In their efforts to deploy and apply Artificial Intelligence (AI) in their organizations, many companies are facing certain challenges, lack of resources and skills being among the most significant ones. This blog series will explain what AI is and explores how it can create value for your business right now, as well as the necessary steps to take, before any AI-based solution can be deployed. We will look at several use cases and success stories from different industries that show how AI is applied successfully today.
AI is expected to thrive in the enterprise, bringing transformative changes in how enterprise software is designed and uses data to produce better results for customers. Enterprise Architects should start thinking now about how your organization can benefit from using it. AI will offer capabilities like predictive analytics, thereby reshaping your decision-making process and ultimately improving the way you and your enterprise work.
The state of AI
Gartner defines AI as technology that appears to copy human performance typically by learning, drawing its own conclusions, appearing to understand complex content, engaging in natural dialogs with people, enhancing human cognitive performance or replacing people during the execution of non-routine tasks.
Based on this definition, AI is a very broad term that includes Machine Learning (ML). These terms are often used interchangeably, which creates a lot of confusion. Simply put, AI is the broader concept of machines that can perform tasks in a “smart” way, whereas ML is a current application of AI based on the idea that we should be able to give machines access to data and let them learn for themselves.
When looking at the agenda of the prominent analyst and consulting firms, it seems ML took the place of big data as the “shiny new thing” in technology, and will be one of the biggest disruptors for big data analytics in 2017.
Despite the significant interest generated around ML, there is a large gap between research and beneficial use cases of AI in the real world. Only a small number of companies have the resources to actually drive AI innovation and deliver it to the masses. A New Forrester Research survey, which polled 612 business and tech professionals to gauge the enterprise AI research scope, shows that 58 percent of the respondents said their organizations are researching AI, while only 12 percent use AI systems at work.
Experts see AI as an essential support tool for humans using technology in every aspect of life, especially in commercial applications. A LeanIX survey about the state of AI 2017 comes to similar results.
What makes AI valuable in business is its capability to process and analyze massive amounts of data faster than a human brain could. Based on courses of action that AI suggests, humans can eliminate possible consequences of each action and streamline the decision-making process.
AI is equally valued for its versatility in business areas ranging from cybersecurity, because of scale and growing complexity, to customer relationship management (CRM) by turning the CRM system into a self-updating system that stays on top of companies’ relationship management, to finance by integrating AI into regular banking operations, such as mortgage loans.
In the future, intelligent apps will transform every existing software category with AI-enabled capabilities, from security tooling to enterprise applications such as marketing or ERP. Using AI, tech providers will focus on three areas — advanced analytics, AI-powered and increasingly autonomous business processes and AI-powered immersive, conversational and continuous interfaces.
Figure 1: How Artificial Intelligence, Machine Learning, and Deep Learning relate
How to understand AI
The specific pain points regarding AI use in enterprises are both the big gap between research and actual beneficial usage, and the lack of resources to drive and deliver AI innovation to the masses. Despite the growing interest in AI, only 12% of the business and tech professionals surveyed by Forrester Research use AI at work, while 58% of them are researching it.

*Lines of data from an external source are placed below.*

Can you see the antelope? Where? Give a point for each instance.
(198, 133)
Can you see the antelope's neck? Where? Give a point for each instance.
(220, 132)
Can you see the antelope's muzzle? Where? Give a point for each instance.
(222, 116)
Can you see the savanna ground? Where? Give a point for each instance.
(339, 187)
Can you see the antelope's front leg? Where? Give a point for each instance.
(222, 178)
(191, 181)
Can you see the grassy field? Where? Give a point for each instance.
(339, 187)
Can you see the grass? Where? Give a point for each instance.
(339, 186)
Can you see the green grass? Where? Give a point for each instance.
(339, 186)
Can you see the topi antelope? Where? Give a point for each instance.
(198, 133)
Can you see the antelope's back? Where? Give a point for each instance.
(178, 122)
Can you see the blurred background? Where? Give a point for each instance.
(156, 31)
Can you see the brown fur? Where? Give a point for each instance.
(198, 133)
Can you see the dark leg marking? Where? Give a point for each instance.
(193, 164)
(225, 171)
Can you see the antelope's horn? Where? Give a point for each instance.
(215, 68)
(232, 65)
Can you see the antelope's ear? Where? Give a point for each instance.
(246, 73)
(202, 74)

The LeanIX State of AI Survey 2017 confirms that only around 11% of companies constructively apply AI.
To benefit from the transformative value of AI today, it is important to understand that AI is composed of technology building blocks that, individually or combined, are advanced enough to add a degree of intelligence to applications that can lead to considerable business transformation.
How AI improves business processes
In a world in which business decision makers are under pressure and must act fast, there’s little time left to review, research, and analyze every piece of information and understand all its implications. Systemized processes and ERP systems are crucial for basic business workflows.
However, AI can improve compliance effectiveness and reduce costs without sacrificing operational efficiency by automating the activities of human review, research and decision-making. In other words, AI empowers rather than replaces decision makers. Even though we may be far from a time when computers can reproduce the human intelligence needed for more refined business analysis and recommendations, almost all high-value work performed by humans is amplified by more complex tools. The increasingly intelligent suggestions made by technology are the foundation for the informed decisions humans make based on their own experience and intuition.
In the modern era, there have been many advocates of a business process-centric enterprise architecture. Regardless of the structures, business processes are designed by humans with relevant expertise and reflect their vision, knowledge and the organization’s mission.
Technological progress, rapid information growth and the coming out of instant communication have broad implications on how an enterprise architects itself. To be successful, enterprises need to rethink every aspect of their business from the ground up. In the future, experts estimate that machines will assume a growing execution role and will assist humans in the design aspect with assembled intelligence that humans cannot collect on their own. However, humans will instruct the machines to assemble this intelligence and will continually monitor and fine-tune the process.